R. Brague, " La voie romaine "

La 1ère conférence publique de l'ALLE a eu lieu le mercredi 8 octobre au lycée Louis-le-Grand. Rémi Brague, professeur de philosophie médiévale à la Sorbonne et président d'honneur de l'ALLE, a réfuté l'idée que nos ancêtres sont les Romains!
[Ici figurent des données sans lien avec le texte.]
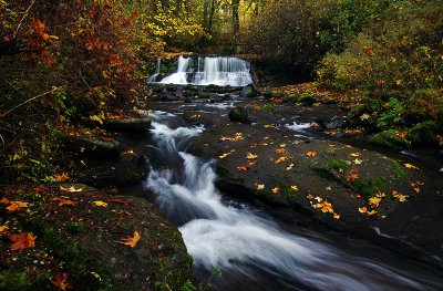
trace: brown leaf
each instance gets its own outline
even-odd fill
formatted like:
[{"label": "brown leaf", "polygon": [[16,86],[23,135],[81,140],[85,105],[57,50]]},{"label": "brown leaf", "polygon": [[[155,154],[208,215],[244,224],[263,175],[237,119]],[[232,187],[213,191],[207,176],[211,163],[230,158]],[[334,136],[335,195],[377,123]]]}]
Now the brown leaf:
[{"label": "brown leaf", "polygon": [[35,238],[32,232],[14,233],[9,236],[11,241],[14,241],[11,246],[11,250],[24,250],[31,248],[35,243]]},{"label": "brown leaf", "polygon": [[125,239],[117,240],[117,242],[130,246],[131,248],[135,248],[135,246],[137,246],[140,238],[141,238],[140,233],[137,231],[134,231],[134,237],[127,237]]}]

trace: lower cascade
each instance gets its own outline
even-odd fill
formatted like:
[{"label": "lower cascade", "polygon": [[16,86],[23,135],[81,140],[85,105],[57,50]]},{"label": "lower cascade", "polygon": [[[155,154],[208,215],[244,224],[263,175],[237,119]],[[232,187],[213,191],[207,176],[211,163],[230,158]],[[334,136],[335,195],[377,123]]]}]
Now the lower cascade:
[{"label": "lower cascade", "polygon": [[204,128],[162,112],[152,118],[161,165],[145,186],[179,227],[195,270],[207,276],[222,268],[215,290],[443,290],[432,271],[368,241],[288,232],[262,211],[225,201],[214,185],[214,162],[185,152]]},{"label": "lower cascade", "polygon": [[156,81],[159,73],[148,79],[148,83],[193,84],[219,86],[246,86],[253,83],[248,61],[233,56],[188,56],[181,55],[176,72]]}]

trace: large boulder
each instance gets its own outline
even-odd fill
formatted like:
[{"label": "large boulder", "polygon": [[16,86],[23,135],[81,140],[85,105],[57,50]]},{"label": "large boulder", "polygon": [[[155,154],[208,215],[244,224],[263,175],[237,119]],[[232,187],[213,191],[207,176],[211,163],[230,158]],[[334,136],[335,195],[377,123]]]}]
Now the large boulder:
[{"label": "large boulder", "polygon": [[425,121],[414,125],[408,131],[406,138],[413,145],[434,146],[436,144],[436,135],[439,126],[433,121]]},{"label": "large boulder", "polygon": [[231,122],[239,122],[239,123],[250,123],[248,113],[243,107],[235,107],[228,114],[228,117]]}]

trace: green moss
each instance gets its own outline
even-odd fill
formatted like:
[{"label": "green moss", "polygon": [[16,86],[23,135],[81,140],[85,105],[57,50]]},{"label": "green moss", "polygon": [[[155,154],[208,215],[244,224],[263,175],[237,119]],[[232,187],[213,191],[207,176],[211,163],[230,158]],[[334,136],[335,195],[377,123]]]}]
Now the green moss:
[{"label": "green moss", "polygon": [[414,145],[432,146],[436,144],[439,126],[433,121],[425,121],[408,131],[406,138]]},{"label": "green moss", "polygon": [[262,107],[262,110],[270,111],[270,112],[276,110],[276,106],[272,103],[265,103],[261,107]]},{"label": "green moss", "polygon": [[336,169],[336,170],[339,170],[339,169],[349,170],[350,169],[348,163],[346,163],[342,159],[328,160],[328,163],[326,164],[326,168],[327,169]]},{"label": "green moss", "polygon": [[373,145],[385,148],[410,147],[410,143],[401,138],[395,129],[389,129],[373,135],[369,142]]}]

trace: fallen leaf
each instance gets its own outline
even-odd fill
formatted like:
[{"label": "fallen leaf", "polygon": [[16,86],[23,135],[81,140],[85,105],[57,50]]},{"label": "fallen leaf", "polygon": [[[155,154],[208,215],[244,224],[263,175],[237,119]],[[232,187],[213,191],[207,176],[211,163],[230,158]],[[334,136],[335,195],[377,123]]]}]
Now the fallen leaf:
[{"label": "fallen leaf", "polygon": [[254,159],[254,158],[257,158],[258,156],[257,155],[255,155],[255,154],[253,154],[253,153],[248,153],[247,155],[246,155],[246,158],[247,159]]},{"label": "fallen leaf", "polygon": [[81,193],[81,191],[83,191],[83,188],[75,188],[74,186],[64,188],[63,186],[60,186],[60,190],[66,191],[66,193]]},{"label": "fallen leaf", "polygon": [[14,241],[11,246],[11,250],[24,250],[35,245],[35,238],[32,232],[14,233],[9,236],[11,241]]},{"label": "fallen leaf", "polygon": [[245,167],[245,166],[238,166],[237,169],[238,169],[239,172],[247,172],[247,170],[248,170],[248,168]]},{"label": "fallen leaf", "polygon": [[229,156],[231,153],[224,153],[223,155],[220,155],[220,156],[218,156],[219,158],[225,158],[225,157],[227,157],[227,156]]},{"label": "fallen leaf", "polygon": [[124,206],[128,206],[130,205],[128,201],[123,201],[122,199],[119,199],[119,198],[109,199],[107,201],[114,202],[114,204],[121,204],[121,205],[124,205]]},{"label": "fallen leaf", "polygon": [[72,201],[72,200],[70,200],[70,199],[64,199],[64,198],[62,198],[62,197],[55,197],[55,198],[53,198],[52,200],[59,201],[59,206],[64,206],[64,205],[72,205],[72,206],[74,206],[74,205],[75,205],[74,201]]},{"label": "fallen leaf", "polygon": [[137,246],[137,242],[140,241],[140,233],[137,231],[134,231],[133,237],[127,237],[125,239],[117,240],[116,242],[130,246],[131,248],[135,248]]},{"label": "fallen leaf", "polygon": [[286,170],[291,170],[296,164],[291,163],[286,167]]},{"label": "fallen leaf", "polygon": [[107,207],[107,204],[103,201],[94,201],[93,204],[97,207]]},{"label": "fallen leaf", "polygon": [[[8,222],[7,222],[7,224],[8,224]],[[4,235],[8,233],[8,231],[9,231],[8,225],[0,226],[0,235],[4,236]]]},{"label": "fallen leaf", "polygon": [[361,160],[360,158],[356,158],[353,160],[353,164],[356,164],[356,165],[361,165],[361,163],[363,163],[363,160]]},{"label": "fallen leaf", "polygon": [[55,181],[65,181],[65,180],[71,179],[71,178],[66,175],[66,173],[62,173],[61,175],[54,175],[53,178],[54,178]]},{"label": "fallen leaf", "polygon": [[381,201],[381,198],[379,198],[379,197],[371,197],[371,198],[369,198],[369,205],[370,205],[372,208],[378,208],[379,205],[380,205],[380,201]]},{"label": "fallen leaf", "polygon": [[68,281],[68,273],[66,272],[58,272],[52,279],[51,284],[53,284],[58,290],[66,291],[74,289],[74,285]]},{"label": "fallen leaf", "polygon": [[406,167],[406,168],[409,168],[409,169],[420,169],[419,167],[416,167],[416,166],[414,166],[414,165],[412,165],[412,164],[404,164],[404,166]]},{"label": "fallen leaf", "polygon": [[27,208],[28,207],[28,202],[22,202],[22,201],[10,201],[10,206],[7,207],[7,209],[10,212],[14,212],[18,210],[21,210],[22,208]]},{"label": "fallen leaf", "polygon": [[274,187],[271,191],[272,191],[274,194],[279,194],[280,190],[281,190],[281,189],[280,189],[279,187]]}]

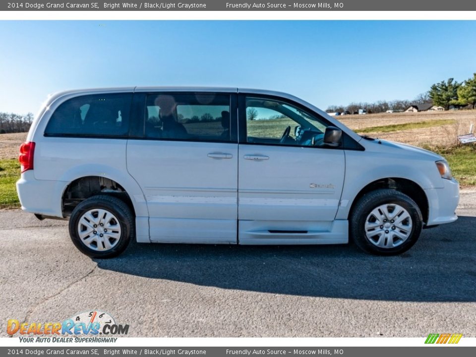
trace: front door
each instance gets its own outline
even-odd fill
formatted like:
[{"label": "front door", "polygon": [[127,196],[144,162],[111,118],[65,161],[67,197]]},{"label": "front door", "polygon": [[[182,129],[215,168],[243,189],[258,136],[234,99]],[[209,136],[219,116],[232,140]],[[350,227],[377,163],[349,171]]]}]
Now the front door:
[{"label": "front door", "polygon": [[[127,170],[144,192],[150,239],[237,242],[238,154],[233,95],[153,93],[128,141]],[[235,108],[235,110],[233,108]]]},{"label": "front door", "polygon": [[293,104],[241,95],[238,239],[243,244],[343,242],[334,222],[343,150],[323,143],[328,124]]}]

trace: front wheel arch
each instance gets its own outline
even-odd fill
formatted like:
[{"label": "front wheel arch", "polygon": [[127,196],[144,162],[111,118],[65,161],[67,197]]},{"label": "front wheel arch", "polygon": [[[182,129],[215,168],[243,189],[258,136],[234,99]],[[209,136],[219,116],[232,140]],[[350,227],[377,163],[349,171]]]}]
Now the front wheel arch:
[{"label": "front wheel arch", "polygon": [[[396,211],[386,213],[380,209],[381,207],[392,206],[400,207],[402,212],[406,212],[410,223],[407,226],[409,228],[406,230],[407,234],[403,235],[406,237],[400,242],[402,231],[399,230],[402,228],[405,232],[405,228],[397,225],[398,217],[394,216]],[[380,219],[369,223],[369,218],[375,219],[376,216],[379,216],[378,214],[374,214],[377,210]],[[400,212],[399,209],[397,213]],[[390,219],[392,219],[391,224]],[[360,197],[356,203],[349,221],[349,236],[354,243],[364,251],[384,255],[400,254],[411,248],[418,239],[423,226],[421,212],[415,201],[399,191],[385,188],[372,191]],[[370,226],[372,228],[369,230]],[[395,244],[396,239],[397,244]]]}]

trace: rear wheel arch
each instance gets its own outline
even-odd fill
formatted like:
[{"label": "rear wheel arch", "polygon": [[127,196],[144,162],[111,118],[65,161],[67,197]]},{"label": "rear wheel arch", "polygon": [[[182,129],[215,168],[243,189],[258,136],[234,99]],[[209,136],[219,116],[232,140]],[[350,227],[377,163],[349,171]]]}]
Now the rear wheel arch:
[{"label": "rear wheel arch", "polygon": [[63,216],[69,216],[83,201],[94,196],[105,195],[116,197],[125,203],[136,216],[135,207],[129,193],[117,181],[103,176],[84,176],[71,181],[61,195],[61,207]]}]

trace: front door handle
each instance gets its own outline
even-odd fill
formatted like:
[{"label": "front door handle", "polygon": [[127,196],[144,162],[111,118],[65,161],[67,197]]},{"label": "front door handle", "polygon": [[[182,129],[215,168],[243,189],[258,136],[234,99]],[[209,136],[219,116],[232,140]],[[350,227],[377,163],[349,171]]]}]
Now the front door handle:
[{"label": "front door handle", "polygon": [[266,155],[245,155],[245,160],[252,160],[254,161],[261,161],[264,160],[269,160],[269,156]]},{"label": "front door handle", "polygon": [[233,155],[225,153],[210,153],[207,156],[212,159],[231,159]]}]

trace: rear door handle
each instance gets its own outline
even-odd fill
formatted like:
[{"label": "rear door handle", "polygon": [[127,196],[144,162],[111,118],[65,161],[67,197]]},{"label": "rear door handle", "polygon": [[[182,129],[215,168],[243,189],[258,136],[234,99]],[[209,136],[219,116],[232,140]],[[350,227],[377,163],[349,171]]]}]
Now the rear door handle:
[{"label": "rear door handle", "polygon": [[266,156],[266,155],[245,155],[243,157],[245,160],[252,160],[255,161],[269,160],[269,156]]},{"label": "rear door handle", "polygon": [[231,159],[233,157],[231,154],[225,153],[210,153],[207,156],[212,159]]}]

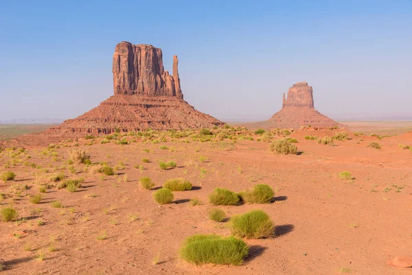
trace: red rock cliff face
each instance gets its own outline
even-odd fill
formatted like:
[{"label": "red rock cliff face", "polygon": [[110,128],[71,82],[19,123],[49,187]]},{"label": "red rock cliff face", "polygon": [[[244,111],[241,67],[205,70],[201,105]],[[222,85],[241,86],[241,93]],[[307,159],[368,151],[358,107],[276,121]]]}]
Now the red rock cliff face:
[{"label": "red rock cliff face", "polygon": [[165,71],[161,49],[151,45],[122,42],[113,54],[115,94],[174,96],[183,98],[177,56],[173,56],[173,75]]},{"label": "red rock cliff face", "polygon": [[282,108],[286,107],[314,108],[313,89],[306,82],[294,84],[288,91],[288,98],[283,96]]}]

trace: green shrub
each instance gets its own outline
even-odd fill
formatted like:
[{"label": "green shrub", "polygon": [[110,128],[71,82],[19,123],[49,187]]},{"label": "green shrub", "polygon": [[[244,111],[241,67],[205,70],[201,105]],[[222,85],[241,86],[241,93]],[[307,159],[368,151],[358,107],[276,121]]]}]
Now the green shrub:
[{"label": "green shrub", "polygon": [[334,140],[341,140],[341,141],[346,140],[347,140],[347,132],[336,133],[336,134],[335,135],[334,135],[332,138]]},{"label": "green shrub", "polygon": [[65,179],[66,178],[66,176],[65,175],[65,173],[62,172],[60,172],[55,175],[54,175],[53,177],[52,177],[50,178],[50,181],[51,182],[61,182],[63,179]]},{"label": "green shrub", "polygon": [[369,144],[367,146],[367,147],[371,147],[371,148],[374,148],[376,149],[380,149],[381,148],[380,145],[379,145],[379,144],[378,142],[371,142],[371,144]]},{"label": "green shrub", "polygon": [[247,239],[268,238],[275,231],[269,216],[261,210],[233,217],[229,227],[233,235]]},{"label": "green shrub", "polygon": [[269,144],[269,150],[277,154],[296,154],[297,148],[286,140],[275,140]]},{"label": "green shrub", "polygon": [[16,174],[14,174],[13,172],[5,172],[1,175],[1,179],[3,182],[8,182],[10,180],[13,180],[14,179],[14,178],[16,177]]},{"label": "green shrub", "polygon": [[84,182],[84,179],[83,179],[82,177],[78,179],[67,179],[67,180],[64,181],[63,182],[62,182],[61,184],[60,184],[57,188],[58,189],[62,189],[62,188],[67,188],[69,187],[69,188],[67,190],[73,189],[74,187],[80,188],[80,187],[82,187],[82,183]]},{"label": "green shrub", "polygon": [[198,198],[194,198],[190,200],[190,204],[192,206],[200,206],[201,204],[201,201]]},{"label": "green shrub", "polygon": [[325,136],[323,138],[319,139],[318,143],[323,145],[333,145],[333,140],[328,136]]},{"label": "green shrub", "polygon": [[41,195],[38,194],[38,195],[34,195],[33,196],[30,196],[30,197],[29,198],[29,201],[32,204],[40,204],[42,199],[43,199],[43,197],[41,197]]},{"label": "green shrub", "polygon": [[179,254],[181,258],[195,265],[239,265],[248,255],[249,248],[243,240],[233,236],[196,234],[185,240]]},{"label": "green shrub", "polygon": [[7,207],[1,209],[1,219],[3,221],[12,221],[17,219],[19,213],[17,211],[11,207]]},{"label": "green shrub", "polygon": [[255,131],[255,133],[256,135],[262,135],[262,133],[264,133],[266,132],[266,131],[264,131],[264,129],[258,129],[258,130]]},{"label": "green shrub", "polygon": [[166,204],[171,203],[174,196],[170,190],[161,188],[154,192],[153,197],[159,204]]},{"label": "green shrub", "polygon": [[209,195],[209,202],[215,206],[237,206],[240,203],[240,198],[234,192],[216,187]]},{"label": "green shrub", "polygon": [[144,189],[150,189],[154,186],[154,184],[152,182],[152,179],[148,177],[143,177],[139,179],[139,182]]},{"label": "green shrub", "polygon": [[83,149],[73,148],[69,150],[69,154],[70,155],[70,160],[77,164],[91,164],[90,155],[87,155]]},{"label": "green shrub", "polygon": [[99,167],[98,172],[104,174],[106,176],[113,176],[113,175],[115,175],[115,170],[108,165],[103,165]]},{"label": "green shrub", "polygon": [[223,221],[226,219],[226,213],[219,208],[211,208],[209,211],[209,219],[215,221]]},{"label": "green shrub", "polygon": [[52,201],[52,207],[54,208],[60,208],[62,207],[62,203],[59,201]]},{"label": "green shrub", "polygon": [[239,192],[243,201],[247,204],[268,204],[274,195],[272,188],[266,184],[258,184],[251,191],[245,190]]},{"label": "green shrub", "polygon": [[189,181],[181,178],[172,179],[165,181],[163,188],[172,191],[185,191],[192,190],[192,184]]},{"label": "green shrub", "polygon": [[174,167],[176,167],[176,165],[177,165],[177,164],[174,161],[170,161],[168,162],[159,162],[159,167],[161,170],[166,170],[170,168],[174,168]]},{"label": "green shrub", "polygon": [[350,171],[341,172],[339,175],[339,179],[352,179],[352,173]]}]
Ils sont plutôt les parents adoptifs que tous les Européens se sont choisis.

Déjouant les attentes avec humour, s'agissant d'une œuvre, Europe, la voie romaine, qui est maintenant loin derrière lui dans le temps, Rémi Brague s'est employé, dans une intervention qui a duré près d'une heure, à en intégrer les grands enjeux dans la troisième partie d'une "dissertation" dont il a malicieusement souligné la très orthodoxe architecture scolastique...

1- Pourquoi le latin aujourd'hui (arguments forts, on s'en doute!)

2- Le latin, aujourd'hui : quelques "bonnes "raisons de s'en passer...

3- Retour aux thèses de La voie romaine, comme "résolution" de cette fausse aporie...

L'esprit était au rendez-vous, et aussi cette capacité "braguienne" de partir du très simple pour devenir subtilement compliqué... : démarche on ne peut plus philosophique.

Rémi Brague, manifestement heureux et ému de retrouver le lycée où il a été khâgneux (occasion d'échanger quelques souvenirs avec son ami, l'Inspecteur général, Patrice Soler,- lui aussi "ancien' de Louis le Grand-) s'est volontiers prêté au jeu des questions d'élèves et d'étudiants, pour certains venus en voisins de la Rue d'Ulm, comme celles de professeurs : discussion passionnante qui s'est prolongée de la manière la plus sympathique et la plus chaleureuse autour d'un verre dans le parloir, très aimablement mis à notre disposition par le Proviseur du Lycée Louis le Grand : nous le remercions vivement pour son accueil.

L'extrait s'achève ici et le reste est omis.